真贋鑑定・トレーサビリティの保証:製品ID

IOGでは、近距離NFC(近距離無線通信)チップ搭載のスマートシールを活用した真贋鑑定サービスAtalaScanを開発しました。本チップの特徴は、スマートシール内に2つの近距離NFCを搭載することで、“剝がされた形跡”、つまり、シールにより真贋鑑定が無効化されたという情報を提供できます。これによりスマートフォンで簡単に真贋鑑定結果を確認することができます。

高級ワインをはじめとする高級食品や鉱物など、見た目で区別することが非常に困難な製品に対して、真贋鑑定保証という新しい付加価値を追加します。

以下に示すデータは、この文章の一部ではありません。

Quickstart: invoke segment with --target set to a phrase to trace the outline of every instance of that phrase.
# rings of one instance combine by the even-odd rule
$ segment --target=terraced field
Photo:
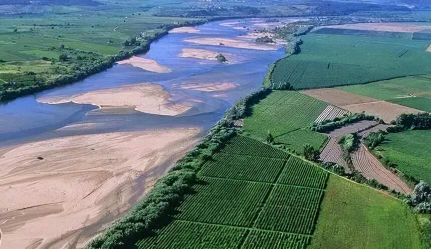
[[[261,139],[269,131],[276,142],[298,152],[306,143],[318,149],[326,137],[301,129],[312,124],[327,106],[297,92],[275,91],[252,107],[253,114],[244,119],[244,131]]]
[[[309,243],[326,171],[237,136],[198,176],[199,183],[173,221],[138,248],[305,248]]]
[[[330,33],[319,30],[302,37],[301,53],[279,61],[272,82],[287,82],[304,89],[431,73],[427,66],[431,53],[425,51],[429,41],[411,40],[404,33],[356,35],[327,30]]]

ジョージア国では、AtalaScanを国家的なワインの品質保証に取り入れることを決定し、Cardanoチェーンによる真贋鑑定サービスの本格化が始まっています。また、ブドウの栽培からワインの生産工程に至るまでの生産過程および輸送・保存過程を追跡する新しいトレーサビリティサービス(仮名AtalaTrace)についても開発を進めています。ワインのような保管状態までが品質に大きく影響するようなプロダクトでの実績は、今後の真贋鑑定・トレーサビリティサービスの普及を加速していくと予想されます。

デジタル社会における本人確認の重要性:Trusted Web

現実世界とインターネットを含むWeb2.0、Web3.0の時代では、「情報」自体に価値が発生します。しかし、情報の発信者の正確性が問題視され、各種のファクトチェックをどのように機能させるか?が大きな課題です。現実世界では、発信者が誰であるか?(国家・企業・団体)などを示すことによって情報の信頼性がある程度担保されますが、インターネットの世界では、発信者自体の信頼性が求められます。

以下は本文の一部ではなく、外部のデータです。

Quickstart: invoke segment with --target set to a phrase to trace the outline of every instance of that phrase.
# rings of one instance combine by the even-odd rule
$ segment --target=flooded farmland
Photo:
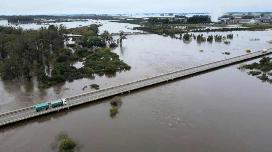
[[[124,26],[136,26],[109,22],[103,23],[100,31],[129,32]],[[0,113],[94,90],[82,90],[87,85],[102,88],[244,54],[247,49],[272,47],[267,42],[272,39],[271,31],[193,34],[202,33],[232,33],[234,37],[226,44],[214,40],[198,42],[155,34],[128,35],[122,47],[112,51],[130,70],[47,89],[38,88],[35,79],[2,80]],[[80,67],[82,60],[71,64]],[[56,133],[65,131],[82,143],[75,151],[271,151],[272,85],[237,69],[241,63],[119,95],[123,104],[113,118],[109,98],[4,126],[0,151],[56,151],[50,144]]]

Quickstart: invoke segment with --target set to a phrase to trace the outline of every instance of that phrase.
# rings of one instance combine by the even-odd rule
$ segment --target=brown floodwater
[[[230,33],[227,45],[128,35],[112,51],[130,71],[47,89],[38,88],[35,78],[2,80],[0,113],[94,91],[93,83],[104,88],[272,47],[271,31],[203,34]],[[71,64],[81,67],[83,59]],[[75,151],[271,151],[272,85],[238,70],[240,63],[119,95],[123,103],[113,117],[109,98],[2,126],[0,151],[56,151],[51,145],[62,131],[83,144]]]

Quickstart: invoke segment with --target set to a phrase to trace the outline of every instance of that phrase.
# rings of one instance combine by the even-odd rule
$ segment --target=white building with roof
[[[239,23],[241,24],[257,24],[261,23],[259,19],[241,19],[239,21]]]

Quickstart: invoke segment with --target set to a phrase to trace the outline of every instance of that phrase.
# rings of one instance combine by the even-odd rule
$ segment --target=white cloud
[[[271,7],[267,5],[270,0],[3,0],[0,14],[7,15],[210,12],[216,16],[227,12],[270,11]]]

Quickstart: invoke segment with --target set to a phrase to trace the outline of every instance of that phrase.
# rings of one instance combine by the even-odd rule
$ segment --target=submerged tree
[[[126,36],[124,35],[124,31],[121,30],[119,31],[120,34],[119,34],[119,42],[120,44],[122,44],[122,40],[124,39],[127,39],[127,38]]]

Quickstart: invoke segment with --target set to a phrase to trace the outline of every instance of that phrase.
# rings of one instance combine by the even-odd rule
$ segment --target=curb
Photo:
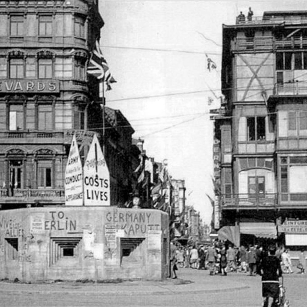
[[[51,294],[52,293],[60,293],[63,294],[73,294],[74,295],[108,295],[109,294],[115,294],[117,295],[132,295],[137,294],[139,295],[165,295],[170,294],[184,294],[186,293],[195,294],[202,293],[218,293],[221,292],[229,292],[236,290],[239,290],[244,289],[248,289],[250,287],[247,286],[242,286],[234,287],[229,287],[223,289],[204,289],[201,290],[194,290],[185,291],[179,290],[177,289],[172,290],[166,287],[161,286],[156,286],[156,287],[161,288],[166,291],[158,291],[153,290],[152,291],[148,291],[147,290],[145,291],[135,291],[131,290],[131,289],[127,289],[126,290],[114,291],[102,291],[101,289],[98,289],[97,291],[80,291],[80,289],[76,290],[72,289],[72,290],[67,289],[60,290],[36,290],[32,289],[18,290],[16,289],[0,289],[0,293],[1,292],[10,292],[12,293],[22,294],[33,294],[34,293],[39,293],[42,295]]]

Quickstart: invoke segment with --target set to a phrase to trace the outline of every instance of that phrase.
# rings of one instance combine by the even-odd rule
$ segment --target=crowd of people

こうした概念に対して、「情報の確からしさ」を担保するTrusted Webの概念構築はすでに国家レベルでの重要課題として認識されており、デジタル庁から実証事業が募集されています。(代理募集:NTTデータ研究所)

AtalaPrismを使用したTrusted WebにおけるDIDの実証実験:DID&Trusted Web

日本の国家戦略ともなったTrusted Web研究において、Cardanoは他のチェーンよりも先駆けて注目されています。国内企業(ビー・エム・ピー株式会社)が仲介となりCardano開発企業のIOGと電通グループは、 AtalaPrismを用いてデジタル庁が推進する実証事業に取り組みます。

中小法人・個人事業主を対象とする補助金・給付金の電子申請における「本人確認・実在証明」を、Trusted Web技術により明確に把握できる仕組みを開発し、以下の3点におけるブロックチェーンおよびDIDソリューションの有用性を確かめます。

  1. 個人が市役所・税務署等で発行される各種証明書を横断的に管理し、本人情報の収集を簡略化できるシステムを実現する。
  2. 電子署名及び暗号技術を用いることで、証明書等のペーパーレス化に加え、クレデンシャル(証明書)データの真贋性が保証される。
  3. 質の高い本人情報を、民間企業における情報の信頼性評価や、国の政策・施策立案に伴うデータ分析に活用できる。

これらは、現在、政府で議論されている免許証などのマイナンバーカードへの一本化における、マイナンバーカードの場合発行に1カ月かかるため、免許証の廃止に伴う様々な問題、再発行時の本人確認書類をどうするか?などに対するソリューションともなりえます。ペーパーベースにおける確実性・プライバシー保護と引き換えになる発行までの時間について、確実性と即応性・セキュリティを3立させた新しいソリューションがそこまで来ています。